11. An apparatus according to claim 6, further comprising a fan disposed in said waste-air duct between said passenger compartment and an air-current control element which connects said drying duct to said waste-air duct.

12. An apparatus according to claim 6, further comprising a fan disposed in said waste-air duct directly upstream of desorbing heating device.

13. An apparatus according to claim 7, further comprising a fan disposed in said drying duct upstream of said chamber.

14. An apparatus according to claim 11, further comprising a fresh-air duct connected to said fan.

15. An apparatus according to claim 12, further comprising a fresh-air duct connected to said fan.

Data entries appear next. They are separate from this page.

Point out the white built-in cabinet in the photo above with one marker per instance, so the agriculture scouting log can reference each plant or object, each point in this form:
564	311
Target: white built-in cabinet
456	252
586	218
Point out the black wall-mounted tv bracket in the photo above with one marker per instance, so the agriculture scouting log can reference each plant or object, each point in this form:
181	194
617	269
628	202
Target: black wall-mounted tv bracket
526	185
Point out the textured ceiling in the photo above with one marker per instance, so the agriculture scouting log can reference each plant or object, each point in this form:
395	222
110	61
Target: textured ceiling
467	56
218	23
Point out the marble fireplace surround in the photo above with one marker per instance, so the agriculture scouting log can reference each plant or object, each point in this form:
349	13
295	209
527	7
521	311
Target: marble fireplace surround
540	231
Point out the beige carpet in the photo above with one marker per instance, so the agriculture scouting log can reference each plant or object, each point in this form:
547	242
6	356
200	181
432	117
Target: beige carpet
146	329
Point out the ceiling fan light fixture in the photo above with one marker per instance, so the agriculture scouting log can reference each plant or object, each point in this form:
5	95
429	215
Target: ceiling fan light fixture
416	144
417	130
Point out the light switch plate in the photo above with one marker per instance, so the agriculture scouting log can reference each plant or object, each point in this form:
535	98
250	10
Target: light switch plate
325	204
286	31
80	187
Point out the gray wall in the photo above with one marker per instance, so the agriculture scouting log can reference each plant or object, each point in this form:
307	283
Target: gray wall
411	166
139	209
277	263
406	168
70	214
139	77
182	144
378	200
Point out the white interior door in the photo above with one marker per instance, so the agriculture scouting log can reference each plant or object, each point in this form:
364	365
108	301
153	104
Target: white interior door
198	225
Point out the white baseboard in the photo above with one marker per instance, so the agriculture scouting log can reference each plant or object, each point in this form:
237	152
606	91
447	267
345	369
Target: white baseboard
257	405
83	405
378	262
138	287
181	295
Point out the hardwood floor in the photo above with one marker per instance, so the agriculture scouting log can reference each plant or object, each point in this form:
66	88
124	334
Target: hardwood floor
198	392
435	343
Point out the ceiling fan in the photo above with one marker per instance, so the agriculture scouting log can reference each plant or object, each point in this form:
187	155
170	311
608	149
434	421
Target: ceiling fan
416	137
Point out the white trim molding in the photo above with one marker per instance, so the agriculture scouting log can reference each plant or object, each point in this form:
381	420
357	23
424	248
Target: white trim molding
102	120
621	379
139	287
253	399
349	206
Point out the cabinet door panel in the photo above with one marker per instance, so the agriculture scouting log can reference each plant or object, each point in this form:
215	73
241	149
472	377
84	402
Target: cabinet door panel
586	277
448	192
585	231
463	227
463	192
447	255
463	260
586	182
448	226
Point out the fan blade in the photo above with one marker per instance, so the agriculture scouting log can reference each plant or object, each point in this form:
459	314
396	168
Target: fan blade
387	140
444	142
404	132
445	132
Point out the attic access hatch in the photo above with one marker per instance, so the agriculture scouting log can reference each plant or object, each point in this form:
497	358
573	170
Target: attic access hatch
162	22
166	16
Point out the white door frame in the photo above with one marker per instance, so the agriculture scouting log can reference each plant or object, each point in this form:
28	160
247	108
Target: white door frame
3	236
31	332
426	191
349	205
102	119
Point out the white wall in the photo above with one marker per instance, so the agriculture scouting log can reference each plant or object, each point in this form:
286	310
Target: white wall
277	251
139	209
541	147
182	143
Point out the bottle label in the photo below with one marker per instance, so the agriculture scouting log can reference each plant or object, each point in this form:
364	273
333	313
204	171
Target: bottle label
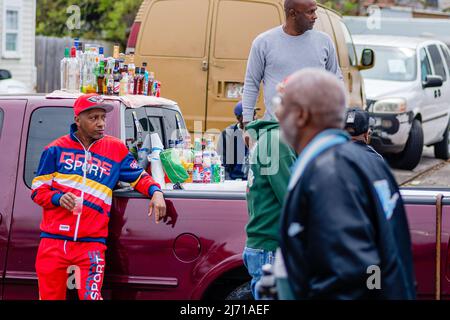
116	86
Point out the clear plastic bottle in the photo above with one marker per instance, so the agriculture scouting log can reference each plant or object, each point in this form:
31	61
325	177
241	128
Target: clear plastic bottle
64	68
74	72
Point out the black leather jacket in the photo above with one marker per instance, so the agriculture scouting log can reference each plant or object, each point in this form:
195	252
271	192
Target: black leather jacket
343	216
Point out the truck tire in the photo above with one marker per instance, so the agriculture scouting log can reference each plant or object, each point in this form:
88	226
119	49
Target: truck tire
243	292
410	157
441	149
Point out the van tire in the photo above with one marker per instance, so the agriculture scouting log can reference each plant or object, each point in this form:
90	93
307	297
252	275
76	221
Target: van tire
243	292
441	149
410	157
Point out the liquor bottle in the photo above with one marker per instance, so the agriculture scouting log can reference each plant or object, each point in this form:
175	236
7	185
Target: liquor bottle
101	78
74	72
124	82
136	80
110	83
117	77
141	81
116	52
131	65
130	81
65	70
146	93
101	54
158	89
151	80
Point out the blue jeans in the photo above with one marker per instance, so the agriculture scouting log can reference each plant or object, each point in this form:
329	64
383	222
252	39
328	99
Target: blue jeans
254	259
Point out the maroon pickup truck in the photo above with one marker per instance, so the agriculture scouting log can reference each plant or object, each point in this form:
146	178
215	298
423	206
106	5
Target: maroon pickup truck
196	254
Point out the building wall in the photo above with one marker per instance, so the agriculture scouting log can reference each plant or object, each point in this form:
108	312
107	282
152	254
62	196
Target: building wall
21	66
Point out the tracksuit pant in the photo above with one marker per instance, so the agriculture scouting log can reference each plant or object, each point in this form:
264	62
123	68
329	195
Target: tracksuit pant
62	264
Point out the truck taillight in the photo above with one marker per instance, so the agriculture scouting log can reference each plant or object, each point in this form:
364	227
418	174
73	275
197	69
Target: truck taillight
132	39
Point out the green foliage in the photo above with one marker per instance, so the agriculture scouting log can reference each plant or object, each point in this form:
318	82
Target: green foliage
100	19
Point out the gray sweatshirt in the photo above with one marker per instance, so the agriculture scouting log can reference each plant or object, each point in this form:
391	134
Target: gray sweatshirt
275	55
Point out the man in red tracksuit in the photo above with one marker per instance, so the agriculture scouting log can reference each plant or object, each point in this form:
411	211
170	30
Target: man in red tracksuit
74	184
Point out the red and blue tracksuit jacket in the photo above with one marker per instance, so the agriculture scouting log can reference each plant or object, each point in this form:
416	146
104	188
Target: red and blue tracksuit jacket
107	161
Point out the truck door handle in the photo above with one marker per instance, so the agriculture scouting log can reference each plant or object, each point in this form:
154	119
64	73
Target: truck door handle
205	65
350	81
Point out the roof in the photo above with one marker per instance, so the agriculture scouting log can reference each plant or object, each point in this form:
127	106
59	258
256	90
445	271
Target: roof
131	101
391	41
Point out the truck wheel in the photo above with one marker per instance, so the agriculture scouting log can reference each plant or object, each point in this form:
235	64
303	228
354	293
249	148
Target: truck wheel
243	292
441	149
410	157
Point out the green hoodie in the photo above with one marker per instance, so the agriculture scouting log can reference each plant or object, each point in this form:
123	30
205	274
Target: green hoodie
268	178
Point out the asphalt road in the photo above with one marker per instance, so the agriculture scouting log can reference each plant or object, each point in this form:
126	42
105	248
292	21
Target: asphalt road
430	172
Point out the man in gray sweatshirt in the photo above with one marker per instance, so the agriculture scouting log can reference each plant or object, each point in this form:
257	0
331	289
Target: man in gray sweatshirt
281	51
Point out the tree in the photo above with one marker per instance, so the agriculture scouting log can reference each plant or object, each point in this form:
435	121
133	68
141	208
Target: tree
345	7
99	19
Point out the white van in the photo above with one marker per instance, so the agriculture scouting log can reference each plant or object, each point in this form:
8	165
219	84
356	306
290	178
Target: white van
408	95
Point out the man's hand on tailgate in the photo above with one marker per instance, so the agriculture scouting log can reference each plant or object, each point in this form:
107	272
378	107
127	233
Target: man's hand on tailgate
158	206
67	201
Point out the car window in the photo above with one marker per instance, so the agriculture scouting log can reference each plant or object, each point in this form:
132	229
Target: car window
349	43
438	63
446	56
392	64
425	66
39	135
167	123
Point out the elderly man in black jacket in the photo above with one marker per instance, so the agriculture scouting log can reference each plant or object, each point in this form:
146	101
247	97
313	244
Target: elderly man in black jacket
344	230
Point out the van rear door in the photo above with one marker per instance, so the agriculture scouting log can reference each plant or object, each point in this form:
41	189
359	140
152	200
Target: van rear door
11	121
174	41
236	25
348	60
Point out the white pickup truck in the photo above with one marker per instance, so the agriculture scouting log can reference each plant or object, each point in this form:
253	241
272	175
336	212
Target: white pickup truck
408	95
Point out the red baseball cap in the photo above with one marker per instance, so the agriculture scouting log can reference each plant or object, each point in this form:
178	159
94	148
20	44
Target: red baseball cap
91	101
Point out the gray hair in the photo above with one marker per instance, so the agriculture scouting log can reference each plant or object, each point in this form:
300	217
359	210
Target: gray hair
321	93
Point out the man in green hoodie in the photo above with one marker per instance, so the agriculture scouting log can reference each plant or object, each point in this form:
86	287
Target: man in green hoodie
268	178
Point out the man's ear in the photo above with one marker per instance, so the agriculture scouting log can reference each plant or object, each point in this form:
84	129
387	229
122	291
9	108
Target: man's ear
303	118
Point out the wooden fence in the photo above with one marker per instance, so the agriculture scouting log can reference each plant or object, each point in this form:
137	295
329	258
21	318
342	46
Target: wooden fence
49	52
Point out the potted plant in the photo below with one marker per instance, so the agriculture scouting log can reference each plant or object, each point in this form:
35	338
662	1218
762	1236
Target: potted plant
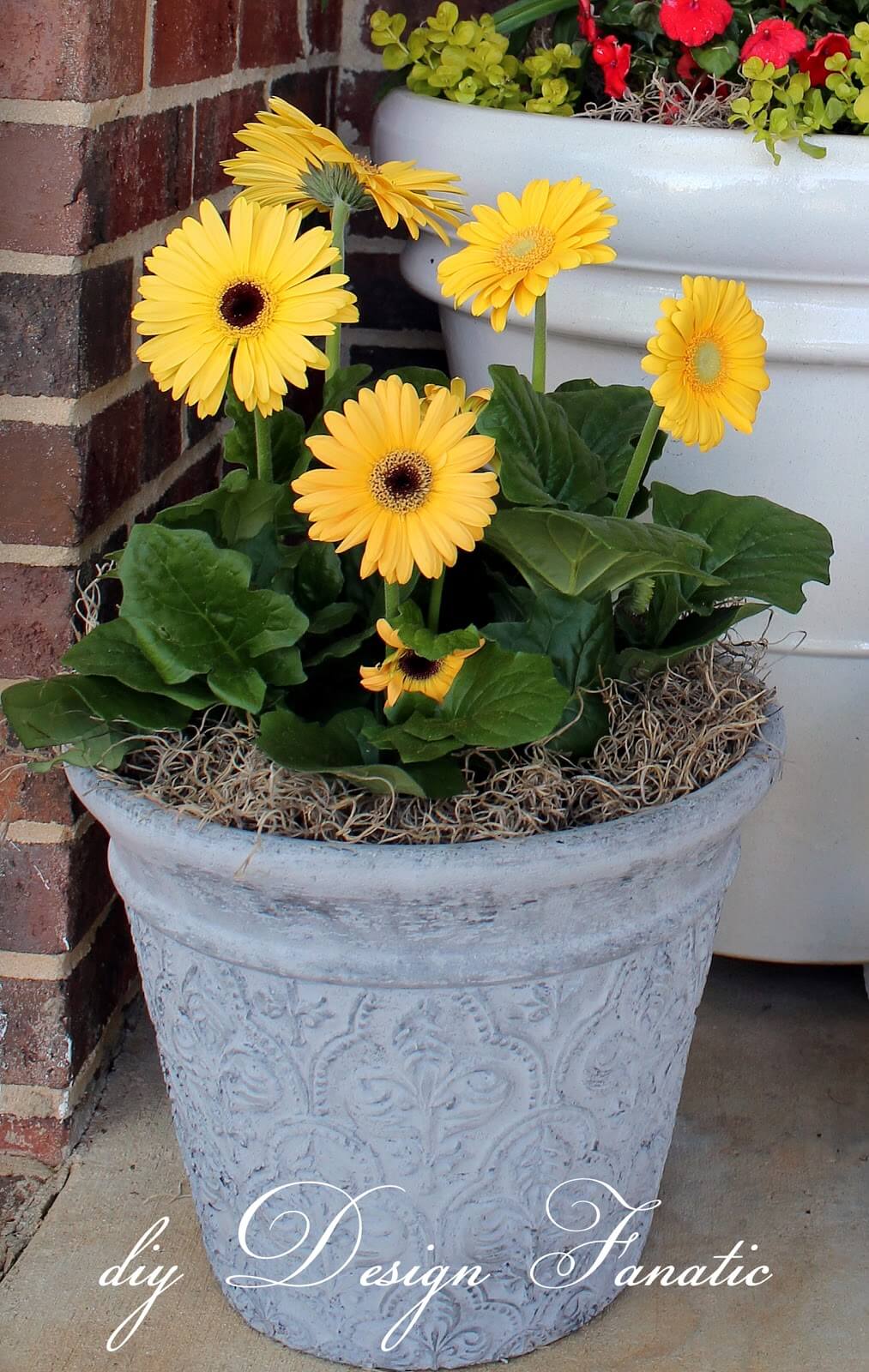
706	199
393	1056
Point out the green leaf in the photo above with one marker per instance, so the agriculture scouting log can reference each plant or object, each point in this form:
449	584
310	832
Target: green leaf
240	443
93	713
717	58
415	635
340	388
498	700
589	555
331	617
420	376
755	549
578	638
340	648
281	667
340	748
544	461
194	614
610	420
113	651
319	578
528	11
691	631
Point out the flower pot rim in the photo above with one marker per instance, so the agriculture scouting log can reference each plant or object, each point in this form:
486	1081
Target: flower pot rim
649	825
692	135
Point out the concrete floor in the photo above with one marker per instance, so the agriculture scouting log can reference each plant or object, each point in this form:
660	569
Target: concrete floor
772	1146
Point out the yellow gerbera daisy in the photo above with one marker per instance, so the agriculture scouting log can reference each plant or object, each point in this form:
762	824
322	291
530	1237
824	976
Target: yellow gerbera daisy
407	484
407	671
471	404
514	251
256	292
707	356
285	146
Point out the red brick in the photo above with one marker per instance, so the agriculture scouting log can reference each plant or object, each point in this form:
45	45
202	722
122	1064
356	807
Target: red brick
269	33
52	892
45	209
40	475
73	189
54	1026
36	617
217	120
308	91
137	171
61	484
38	796
62	50
65	335
324	27
41	1138
357	98
192	39
162	432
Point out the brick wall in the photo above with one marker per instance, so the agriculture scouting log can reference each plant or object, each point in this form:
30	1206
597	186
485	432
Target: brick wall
113	118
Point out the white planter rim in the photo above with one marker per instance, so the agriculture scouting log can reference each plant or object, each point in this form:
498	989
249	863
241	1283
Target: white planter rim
427	916
734	144
644	833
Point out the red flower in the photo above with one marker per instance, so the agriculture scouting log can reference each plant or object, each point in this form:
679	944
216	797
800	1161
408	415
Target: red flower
614	61
585	18
686	69
814	62
693	22
775	41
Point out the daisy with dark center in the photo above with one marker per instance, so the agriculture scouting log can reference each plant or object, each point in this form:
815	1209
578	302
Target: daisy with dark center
404	670
246	299
405	482
516	250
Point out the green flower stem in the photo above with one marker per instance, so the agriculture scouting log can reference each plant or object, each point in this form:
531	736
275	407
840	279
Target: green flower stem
539	367
434	603
263	432
341	213
391	601
637	464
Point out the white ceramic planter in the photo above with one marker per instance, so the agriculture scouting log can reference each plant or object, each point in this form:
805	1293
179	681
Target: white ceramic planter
711	202
475	1026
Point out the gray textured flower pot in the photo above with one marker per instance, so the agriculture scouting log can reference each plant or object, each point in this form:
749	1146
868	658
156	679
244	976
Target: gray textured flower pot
477	1026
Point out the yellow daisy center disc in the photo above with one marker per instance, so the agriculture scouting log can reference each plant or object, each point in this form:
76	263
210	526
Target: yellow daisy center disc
525	249
244	308
401	482
704	364
418	669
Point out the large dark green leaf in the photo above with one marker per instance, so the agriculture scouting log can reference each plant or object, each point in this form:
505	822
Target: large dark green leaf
287	430
420	376
544	461
690	633
758	551
93	713
498	700
588	555
113	651
194	614
610	420
578	638
340	748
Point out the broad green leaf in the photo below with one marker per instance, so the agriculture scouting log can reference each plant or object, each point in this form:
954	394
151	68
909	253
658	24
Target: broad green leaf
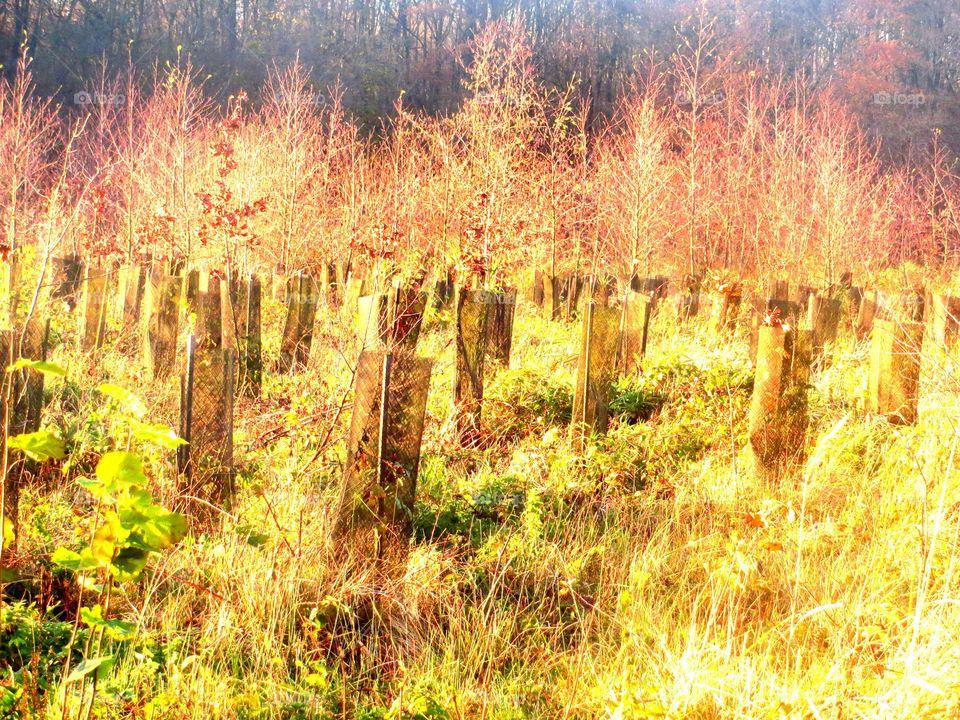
69	560
160	435
121	470
47	368
39	446
129	563
126	399
115	629
95	487
101	665
157	527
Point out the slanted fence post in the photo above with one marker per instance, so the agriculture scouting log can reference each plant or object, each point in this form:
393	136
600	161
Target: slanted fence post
374	520
472	326
599	345
893	385
500	332
777	419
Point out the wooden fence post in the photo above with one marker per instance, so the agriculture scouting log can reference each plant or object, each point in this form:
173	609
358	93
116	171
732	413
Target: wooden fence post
500	331
93	317
472	326
823	314
298	329
777	419
162	299
634	328
596	366
894	381
374	519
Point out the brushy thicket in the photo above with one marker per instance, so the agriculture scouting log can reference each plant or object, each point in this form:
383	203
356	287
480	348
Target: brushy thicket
654	575
744	175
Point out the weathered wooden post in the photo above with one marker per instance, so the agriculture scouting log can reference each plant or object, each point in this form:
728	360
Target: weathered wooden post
131	285
731	295
945	320
374	520
500	332
599	343
93	316
406	308
162	297
634	328
688	302
778	409
373	320
21	405
471	328
248	334
206	401
551	297
67	277
773	311
869	307
823	314
893	385
302	299
538	288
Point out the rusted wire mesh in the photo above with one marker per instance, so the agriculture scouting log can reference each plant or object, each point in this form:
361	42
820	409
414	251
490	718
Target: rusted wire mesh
375	515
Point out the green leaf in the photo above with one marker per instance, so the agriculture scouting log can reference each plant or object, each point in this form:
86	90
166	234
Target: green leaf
115	629
101	665
129	563
69	560
160	435
120	470
39	446
42	366
127	400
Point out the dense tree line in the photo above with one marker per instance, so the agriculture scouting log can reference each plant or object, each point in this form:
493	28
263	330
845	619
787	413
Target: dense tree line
378	49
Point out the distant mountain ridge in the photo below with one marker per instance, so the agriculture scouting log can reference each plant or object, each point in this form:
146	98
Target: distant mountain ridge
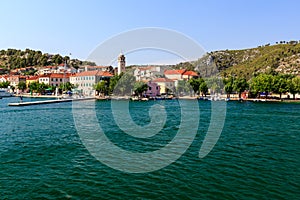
282	57
279	58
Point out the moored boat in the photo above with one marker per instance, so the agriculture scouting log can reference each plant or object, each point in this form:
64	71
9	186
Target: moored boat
5	93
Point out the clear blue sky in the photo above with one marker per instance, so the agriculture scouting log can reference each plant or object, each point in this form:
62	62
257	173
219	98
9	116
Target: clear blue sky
77	27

16. An apparatus according to claim 13, further comprising a fresh-air duct connected to said fan.

17. A battery electric-powered passenger vehicle comprising a system for alternately heating a passenger compartment in the vehicle with dehumidified air and regenerating a sorbent-containing dehumidifying unit during charging of the vehicle batteries, wherein said system comprises:

an intake-air duct which supplies an air current into said passenger compartment;

a waste-air duct which draws an air current from said passenger compartment;

a duct section connected between said intake-air duct and said waste-air duct;

a drying duct connected in parallel to said duct section via at least one air-current control element, said drying duct being filled over a portion of its length with a sorbent; and

a heating device connected to said passenger compartment by said intake-air duct and said waste-air duct.

18. A process for regenerating a sorbent-containing dehumidifying unit that is used to dehumidify an air current which then can be heated and directed into a passenger compartment of a motor vehicle, comprising:

a) drawing a fresh air current from a fresh-air duct;

b) heating said fresh air current in a heating device to provide a heated fresh air current;

c) supplying said sorbent-containing dehumidifying unit with said heated fresh air current so that said heated fresh air current passes through said sorbent in a direction opposite the direction that said air current passes during dehumidification, to desorb and regenerate said sorbent-containing dehumidifying unit and to provide a moist air current; and

d) discharging the moist air current via a discharge-air pipe socket.

19. The process of claim 18, wherein the drawing step is accomplished with a fan.

20. The process of claim 18, wherein the heating device used to heat said fresh air current is an electrical heating device which is connected to a power supply other than a battery used to provide electricity to said motor vehicle.